After about 1 week we started to notice roughly 50% of the seed had germinated. 1 week after that about 15% more broke through the soil. All seedlings that germinated were widely variable in both size and quality but through our over 45 years of horticultural experience we were confident in our abilities to turn these plants around and finish them to the customer's satisfaction.  The original batch of seeds sent to us ended up germinating at widely variable rates but ended up at around 65% germination. The replacement batch fared far worse at less than 10% viability. Once all viable seeds germinated, the farmer wants to see how his investment is doing and realizes his plans were built on a false foundation. He would be lucky to get half of his projected yields on his first crop. ​

Delivery day of the product arrived later than expected due to the high amount of rain and we were notified to deliver less than 24 hours before delivery. We are given the address for the delivery and were expected to speak with the farmer and we discover that he is working with a sharecropper to plant and harvest this CBD rich hemp. The farmer we had been communicating with and sharing information with was nowhere to be found. We left our invoice with the agreed upon amount for our work on the farmers crop. The farmer decides that he is going to change the terms of his original agreement between his broker and us (the propagator) and only pay for the seedlings that were viable which he determined was 55%. 

So all told we have four parties involved in this transaction and not one of them could consider themselves satisfied or serviced in any conceivable way. The broker lost his share of the sale of the seed and ended up losing money and a customer. The out of state seed distributor damaged their reputation as a source for viable seed. The farmer and his investors won't come close to reaching the yields expected. And the propagator is left holding half of the bill for the labor and plant care materials used on the sourced seed. An overall negative experience for all parties involved. 

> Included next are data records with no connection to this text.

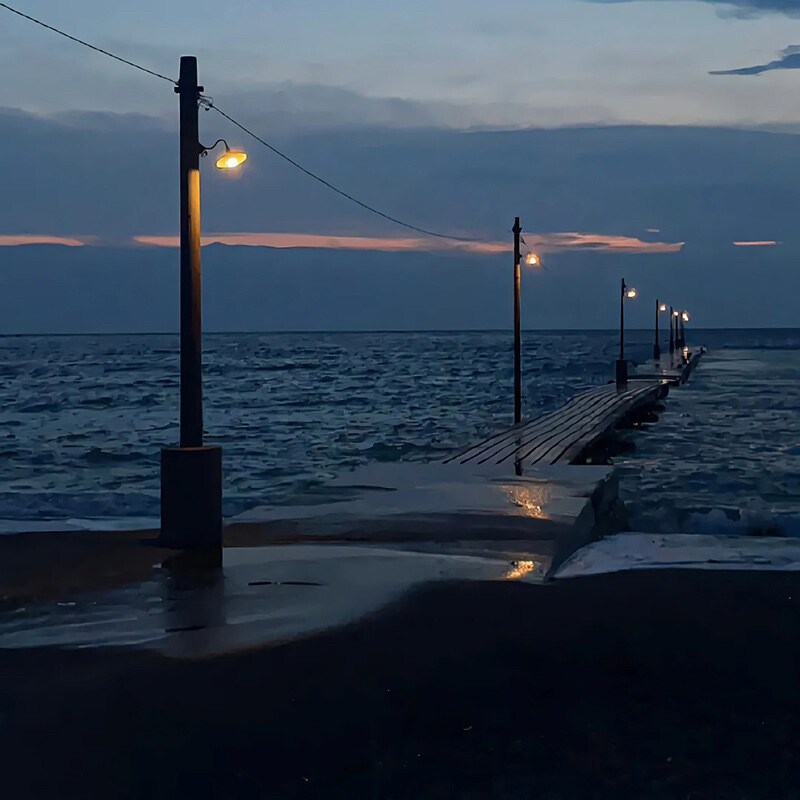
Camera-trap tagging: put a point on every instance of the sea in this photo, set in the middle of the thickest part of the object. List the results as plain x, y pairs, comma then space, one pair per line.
83, 419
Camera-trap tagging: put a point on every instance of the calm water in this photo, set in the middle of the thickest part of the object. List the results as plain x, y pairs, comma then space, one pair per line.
83, 418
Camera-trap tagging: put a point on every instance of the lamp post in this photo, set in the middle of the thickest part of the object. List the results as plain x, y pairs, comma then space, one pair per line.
671, 334
683, 318
622, 364
517, 333
531, 259
191, 474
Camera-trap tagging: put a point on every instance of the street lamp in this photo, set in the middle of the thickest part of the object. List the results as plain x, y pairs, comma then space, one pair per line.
684, 317
531, 260
660, 308
626, 292
230, 159
191, 474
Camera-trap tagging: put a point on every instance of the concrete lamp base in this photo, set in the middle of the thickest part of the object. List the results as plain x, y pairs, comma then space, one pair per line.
622, 373
191, 498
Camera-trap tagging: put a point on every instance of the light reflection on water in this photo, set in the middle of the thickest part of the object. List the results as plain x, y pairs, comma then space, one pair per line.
725, 455
82, 419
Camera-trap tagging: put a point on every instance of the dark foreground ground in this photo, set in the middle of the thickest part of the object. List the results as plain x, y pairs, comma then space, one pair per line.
652, 684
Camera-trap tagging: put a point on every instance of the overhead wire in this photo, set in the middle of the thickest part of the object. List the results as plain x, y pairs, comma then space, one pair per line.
86, 44
210, 104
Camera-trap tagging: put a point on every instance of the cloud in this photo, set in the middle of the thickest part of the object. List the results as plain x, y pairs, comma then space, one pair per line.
559, 242
14, 240
790, 59
742, 9
541, 242
321, 241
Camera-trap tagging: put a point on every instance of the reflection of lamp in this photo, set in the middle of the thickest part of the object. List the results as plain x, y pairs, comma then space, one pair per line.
622, 364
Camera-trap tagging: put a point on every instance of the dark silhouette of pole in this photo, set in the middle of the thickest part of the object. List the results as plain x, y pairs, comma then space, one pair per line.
191, 327
671, 335
656, 348
622, 365
517, 335
191, 474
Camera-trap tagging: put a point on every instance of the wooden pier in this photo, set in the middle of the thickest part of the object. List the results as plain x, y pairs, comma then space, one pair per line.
566, 435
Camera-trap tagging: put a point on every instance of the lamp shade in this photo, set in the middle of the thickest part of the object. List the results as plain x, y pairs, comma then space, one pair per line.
231, 159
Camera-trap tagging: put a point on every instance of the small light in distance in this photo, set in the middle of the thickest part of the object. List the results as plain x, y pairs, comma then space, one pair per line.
532, 260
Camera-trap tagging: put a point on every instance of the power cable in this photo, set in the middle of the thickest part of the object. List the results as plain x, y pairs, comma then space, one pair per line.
208, 103
86, 44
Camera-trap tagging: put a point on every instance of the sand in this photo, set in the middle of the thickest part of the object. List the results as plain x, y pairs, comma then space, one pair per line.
656, 684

So what did we learn? Ethical and professional business practices are not easily obtained in this emerging industry. You talk to any individual who has been involved in this industry's infancy and they all will tell you a story very similar to this one. That's where Hoosier Boy Hemp Co. is looking to provide a service. Using our resources, extensive research, collaboration with local organizations, and over 45 years of high-quality plant production experience, we can help farmers navigate the complicated agricultural challenges associated with hemp. We will provide farmers with resources, corporate partnerships, and a community that can be trusted and relied upon.